Burger King

A nomination please for Burger King. Now, I’m not a particularly big fan of fast food. I prefer to stay healthy. However, I’ve been known to indulge in the odd Big Mac or Whopper meal. The rare occasions that I do indulge will now solely be at Maccy D’s. Because Burger King UK have just shown themselves to be a bunch of virtue signalling, left wing cock jockeys.

As we all know, it’s become something of a trend lately for sad, low IQ, virginal lefties to throw milkshakes over MEP candidates with whom they disagree. Farage, Tommy Robinson and Sargon of Akkad being three of the most prominent victims. In fact it’s becoming so prevalent that Police Scotland tweeted a request to fast food outlets not to sell milkshakes or ice creams during a recent Farage rally in Scotland. Said fast food outlets duly obliged. Except Burger King UK, who thought it would be funny to tweet “‘Dear people of Scotland. We’re selling milkshakes all weekend. Have fun,’ Burger King tweeted, along with the hashtag #justsaying”. They also liked a number of Antifa tweets.

Completely forgetting the far left in the UK are actually a MINORITY, BK have, rightly in my opinion, faced a massive backlash, causing them to issue a grovelling apology and deny that they were in anyway inciting violence. It may just be a milkshake, but it’s still assault. Besides, when Corbyn had an egg thrown at him, the guy who did it was arrested and charged. Many people have taken to twitter to ask if they can throw milkshakes over BK staff, most though have announced their intention to take their custom elsewhere, hence BK making the grovelling apology, because nothing makes a large company shit itself more than the thought of a drop in profits.

Personally, out of the two, I prefer Maccy D’s, because I find BK’s fair somewhat tasteless. However, that won’t be a problem anymore, because I will not now be spending my money (however infrequent it may be) in Burger King ever again. Fuck Burger King, and their snowflake bosses. Incidentally, if anyone here ever ventures over to the US and develops a sudden craving for a burger, I would recommend a visit to Wendy’s. In my humble opinion, they are far better than Maccy D’s and BK combined.

Nominated by Quick Draw McGraw

49 thoughts on “Burger King

  1. This passed me by. A wave of BK managers covered in milkshake would have made these cunts at the corporate office reconsider the funny-side of having liquids thrown in your face by angry people indeed.

    And I too won’t be buying a whopper ever again.

  2. Bunch of smartarsed cunts.
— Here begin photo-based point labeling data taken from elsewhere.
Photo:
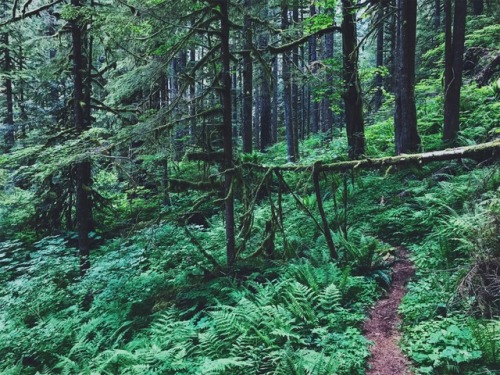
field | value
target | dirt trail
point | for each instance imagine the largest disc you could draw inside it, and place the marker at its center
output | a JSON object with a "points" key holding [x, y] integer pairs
{"points": [[387, 358]]}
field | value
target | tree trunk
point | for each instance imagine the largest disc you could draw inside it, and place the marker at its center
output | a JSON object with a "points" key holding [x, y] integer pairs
{"points": [[437, 14], [295, 88], [9, 116], [247, 81], [405, 120], [275, 109], [227, 133], [327, 122], [377, 100], [391, 82], [352, 95], [477, 7], [287, 92], [454, 52], [265, 91], [313, 57], [82, 123]]}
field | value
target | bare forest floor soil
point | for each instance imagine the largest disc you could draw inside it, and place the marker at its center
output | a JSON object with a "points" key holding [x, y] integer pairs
{"points": [[382, 328]]}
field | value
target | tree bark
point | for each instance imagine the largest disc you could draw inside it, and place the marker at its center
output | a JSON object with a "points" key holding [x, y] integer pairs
{"points": [[352, 95], [295, 88], [454, 52], [265, 92], [377, 100], [287, 91], [313, 57], [481, 152], [9, 136], [227, 133], [405, 118], [327, 122], [437, 14], [477, 7], [82, 123], [247, 81], [275, 109]]}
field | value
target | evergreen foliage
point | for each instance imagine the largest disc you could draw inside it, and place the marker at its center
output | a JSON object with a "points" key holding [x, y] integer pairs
{"points": [[158, 297]]}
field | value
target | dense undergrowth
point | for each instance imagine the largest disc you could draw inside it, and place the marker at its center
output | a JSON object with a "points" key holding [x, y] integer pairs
{"points": [[156, 301]]}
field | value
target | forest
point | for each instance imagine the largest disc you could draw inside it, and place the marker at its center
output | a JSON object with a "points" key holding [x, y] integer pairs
{"points": [[250, 187]]}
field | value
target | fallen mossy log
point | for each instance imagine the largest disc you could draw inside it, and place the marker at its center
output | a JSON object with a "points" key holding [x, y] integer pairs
{"points": [[182, 186], [481, 152], [208, 157]]}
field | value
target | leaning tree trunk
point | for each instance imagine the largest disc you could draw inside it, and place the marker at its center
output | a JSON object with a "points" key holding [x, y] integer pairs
{"points": [[437, 15], [287, 92], [82, 123], [313, 56], [327, 122], [265, 91], [352, 95], [296, 105], [377, 100], [477, 7], [454, 52], [405, 118], [247, 80], [9, 115], [227, 133]]}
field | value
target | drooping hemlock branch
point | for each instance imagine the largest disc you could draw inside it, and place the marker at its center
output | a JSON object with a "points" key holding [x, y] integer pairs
{"points": [[479, 152], [25, 14]]}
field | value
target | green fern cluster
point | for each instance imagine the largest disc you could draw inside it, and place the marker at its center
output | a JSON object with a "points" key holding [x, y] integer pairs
{"points": [[300, 323]]}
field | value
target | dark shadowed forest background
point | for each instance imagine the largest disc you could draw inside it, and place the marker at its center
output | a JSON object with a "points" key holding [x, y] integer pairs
{"points": [[222, 187]]}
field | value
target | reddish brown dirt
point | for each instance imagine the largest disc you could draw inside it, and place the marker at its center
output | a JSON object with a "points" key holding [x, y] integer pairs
{"points": [[382, 328]]}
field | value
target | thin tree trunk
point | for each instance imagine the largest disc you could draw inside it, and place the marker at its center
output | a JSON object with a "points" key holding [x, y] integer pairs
{"points": [[327, 122], [295, 87], [313, 57], [275, 106], [437, 14], [287, 92], [352, 95], [227, 133], [454, 51], [9, 116], [477, 7], [377, 101], [82, 123], [406, 135], [247, 81], [265, 92]]}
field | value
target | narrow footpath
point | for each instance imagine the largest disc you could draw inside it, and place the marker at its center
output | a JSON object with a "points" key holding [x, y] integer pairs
{"points": [[382, 328]]}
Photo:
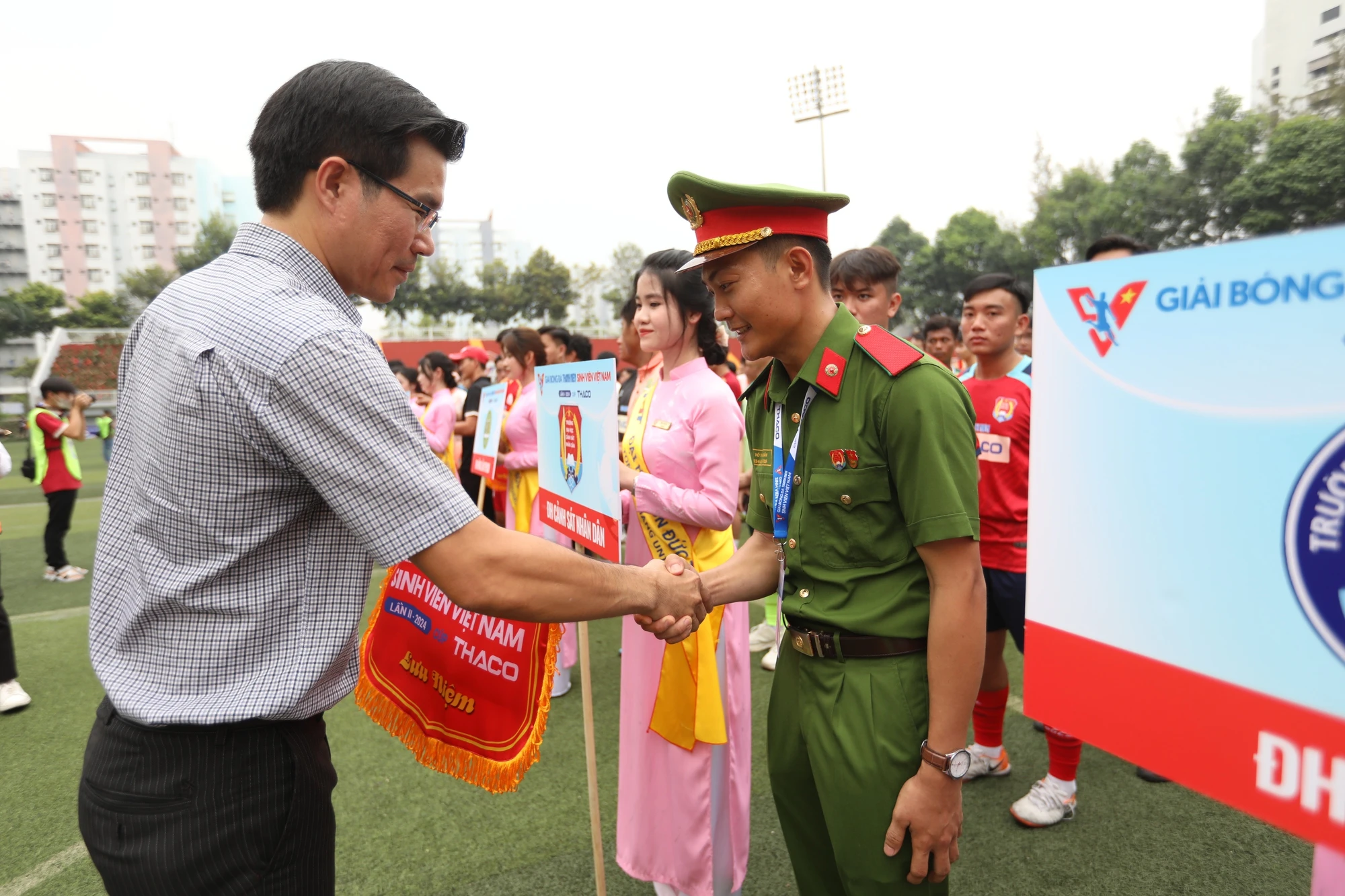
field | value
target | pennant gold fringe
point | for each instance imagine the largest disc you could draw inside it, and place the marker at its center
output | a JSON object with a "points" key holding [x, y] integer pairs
{"points": [[488, 774]]}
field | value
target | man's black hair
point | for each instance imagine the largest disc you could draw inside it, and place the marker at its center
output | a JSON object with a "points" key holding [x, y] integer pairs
{"points": [[773, 248], [350, 110], [985, 283], [558, 334], [941, 322], [1114, 241], [582, 346], [57, 384], [872, 266]]}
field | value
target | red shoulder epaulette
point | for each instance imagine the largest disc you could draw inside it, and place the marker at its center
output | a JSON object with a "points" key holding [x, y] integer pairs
{"points": [[888, 350]]}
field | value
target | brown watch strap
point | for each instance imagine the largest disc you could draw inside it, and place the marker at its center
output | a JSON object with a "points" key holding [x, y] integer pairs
{"points": [[934, 758]]}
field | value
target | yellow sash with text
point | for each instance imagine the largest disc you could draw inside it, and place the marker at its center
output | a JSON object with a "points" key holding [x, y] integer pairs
{"points": [[689, 705]]}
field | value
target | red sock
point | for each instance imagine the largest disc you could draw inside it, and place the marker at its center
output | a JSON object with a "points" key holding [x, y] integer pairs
{"points": [[988, 717], [1065, 754]]}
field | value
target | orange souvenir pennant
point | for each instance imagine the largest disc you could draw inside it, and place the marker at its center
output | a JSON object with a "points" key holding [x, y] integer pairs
{"points": [[467, 693]]}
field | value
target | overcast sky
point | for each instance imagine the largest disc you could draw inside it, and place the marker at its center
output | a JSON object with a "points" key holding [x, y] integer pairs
{"points": [[579, 112]]}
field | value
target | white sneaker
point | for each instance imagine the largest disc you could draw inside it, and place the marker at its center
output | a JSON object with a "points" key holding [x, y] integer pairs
{"points": [[562, 682], [1046, 805], [985, 766], [65, 573], [762, 638], [13, 696]]}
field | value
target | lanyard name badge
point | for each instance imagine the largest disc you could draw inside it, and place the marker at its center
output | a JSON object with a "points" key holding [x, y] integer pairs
{"points": [[783, 493]]}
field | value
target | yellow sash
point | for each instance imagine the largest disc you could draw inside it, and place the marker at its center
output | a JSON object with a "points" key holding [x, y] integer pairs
{"points": [[523, 491], [689, 705]]}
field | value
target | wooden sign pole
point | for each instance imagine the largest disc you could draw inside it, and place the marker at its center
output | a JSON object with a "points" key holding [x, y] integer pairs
{"points": [[591, 756]]}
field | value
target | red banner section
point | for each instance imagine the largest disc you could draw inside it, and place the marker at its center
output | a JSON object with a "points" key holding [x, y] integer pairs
{"points": [[587, 526], [1273, 759], [467, 693]]}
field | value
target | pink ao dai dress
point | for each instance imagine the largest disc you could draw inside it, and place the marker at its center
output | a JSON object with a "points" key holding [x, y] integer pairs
{"points": [[683, 815]]}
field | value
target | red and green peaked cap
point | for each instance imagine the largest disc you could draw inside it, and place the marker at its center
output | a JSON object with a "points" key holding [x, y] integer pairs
{"points": [[728, 217]]}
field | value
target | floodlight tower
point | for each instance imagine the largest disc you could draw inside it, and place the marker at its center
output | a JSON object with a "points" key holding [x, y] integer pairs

Good spot, Quick Draw; thanks for the heads up on this one.

  3. Apologies for the drive by cunting (Chauffeur – keep the car running)….
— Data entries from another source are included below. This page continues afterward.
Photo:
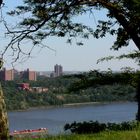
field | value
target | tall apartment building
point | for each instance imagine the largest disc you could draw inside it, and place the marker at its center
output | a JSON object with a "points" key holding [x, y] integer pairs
{"points": [[7, 75], [29, 75], [58, 70]]}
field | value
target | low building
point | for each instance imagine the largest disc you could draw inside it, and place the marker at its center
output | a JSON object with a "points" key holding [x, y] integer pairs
{"points": [[38, 89], [6, 75], [29, 75], [23, 86]]}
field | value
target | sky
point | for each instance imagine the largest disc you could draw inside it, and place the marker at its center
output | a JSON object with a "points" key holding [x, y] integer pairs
{"points": [[71, 57]]}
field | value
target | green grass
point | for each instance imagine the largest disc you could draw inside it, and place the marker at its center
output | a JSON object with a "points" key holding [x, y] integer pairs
{"points": [[113, 135]]}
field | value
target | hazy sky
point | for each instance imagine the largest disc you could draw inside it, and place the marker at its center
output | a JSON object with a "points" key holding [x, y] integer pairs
{"points": [[71, 57]]}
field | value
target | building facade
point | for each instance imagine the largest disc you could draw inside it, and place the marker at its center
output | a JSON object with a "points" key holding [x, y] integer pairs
{"points": [[7, 75], [58, 70], [29, 75]]}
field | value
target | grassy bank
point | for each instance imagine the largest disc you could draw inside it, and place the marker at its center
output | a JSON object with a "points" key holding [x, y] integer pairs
{"points": [[112, 135]]}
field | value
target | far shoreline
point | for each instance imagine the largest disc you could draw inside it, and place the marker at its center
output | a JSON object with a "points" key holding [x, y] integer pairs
{"points": [[68, 105]]}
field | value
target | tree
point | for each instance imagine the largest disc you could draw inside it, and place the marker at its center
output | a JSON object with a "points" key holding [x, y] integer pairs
{"points": [[4, 134], [55, 18]]}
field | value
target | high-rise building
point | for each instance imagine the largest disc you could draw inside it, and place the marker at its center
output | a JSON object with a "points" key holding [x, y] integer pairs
{"points": [[29, 75], [7, 75], [58, 70]]}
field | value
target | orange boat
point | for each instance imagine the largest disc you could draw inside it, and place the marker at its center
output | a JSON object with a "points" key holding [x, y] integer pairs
{"points": [[29, 131]]}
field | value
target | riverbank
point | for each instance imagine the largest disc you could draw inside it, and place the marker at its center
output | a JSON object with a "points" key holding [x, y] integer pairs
{"points": [[70, 105], [108, 135]]}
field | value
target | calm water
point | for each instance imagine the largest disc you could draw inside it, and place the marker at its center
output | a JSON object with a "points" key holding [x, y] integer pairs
{"points": [[55, 118]]}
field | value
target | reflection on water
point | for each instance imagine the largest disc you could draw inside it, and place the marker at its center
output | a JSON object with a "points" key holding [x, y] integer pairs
{"points": [[55, 118]]}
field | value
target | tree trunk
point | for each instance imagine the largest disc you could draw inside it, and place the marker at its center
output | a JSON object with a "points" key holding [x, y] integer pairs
{"points": [[138, 100], [4, 131]]}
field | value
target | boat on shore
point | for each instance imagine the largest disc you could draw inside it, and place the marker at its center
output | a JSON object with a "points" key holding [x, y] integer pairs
{"points": [[29, 132]]}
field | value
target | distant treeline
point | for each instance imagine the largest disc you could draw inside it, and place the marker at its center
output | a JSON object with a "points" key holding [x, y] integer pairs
{"points": [[58, 93]]}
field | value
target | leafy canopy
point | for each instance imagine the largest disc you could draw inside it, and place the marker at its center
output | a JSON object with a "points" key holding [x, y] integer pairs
{"points": [[43, 18]]}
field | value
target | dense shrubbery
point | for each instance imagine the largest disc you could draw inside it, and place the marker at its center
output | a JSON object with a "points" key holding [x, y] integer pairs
{"points": [[95, 127]]}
    How wonderful to see Meghan Markel up and about after her recent…erm…illness wasn’t it…getting over her pregnancy…? Meghan Markel couldn’t be arsed to meet and be cordial to El Don on a State Visit but managed to rouse herself to douse herself in gown and jewels and sit in a carriage to wave at all the plebs for Trooping The Colours.

    Psh. Hasn’t this old bashed in cunt divorced and fucked off to ‘Murica yet?

    Meghan Markel is a cunt.

  4. It never ceases to amaze me that the supposedly highly business orientated cunts that run these multinationals aren’t aware that supporting 50% of polarised customers immediately alienates the other 50% and removes them from your profit margins. Saying fuck all keeps 100% happy.

    • Common sense but clearly sinevdi not possess any.

      Our local pub had outside on their blackboard some witty remark directed against Nigel a Farage.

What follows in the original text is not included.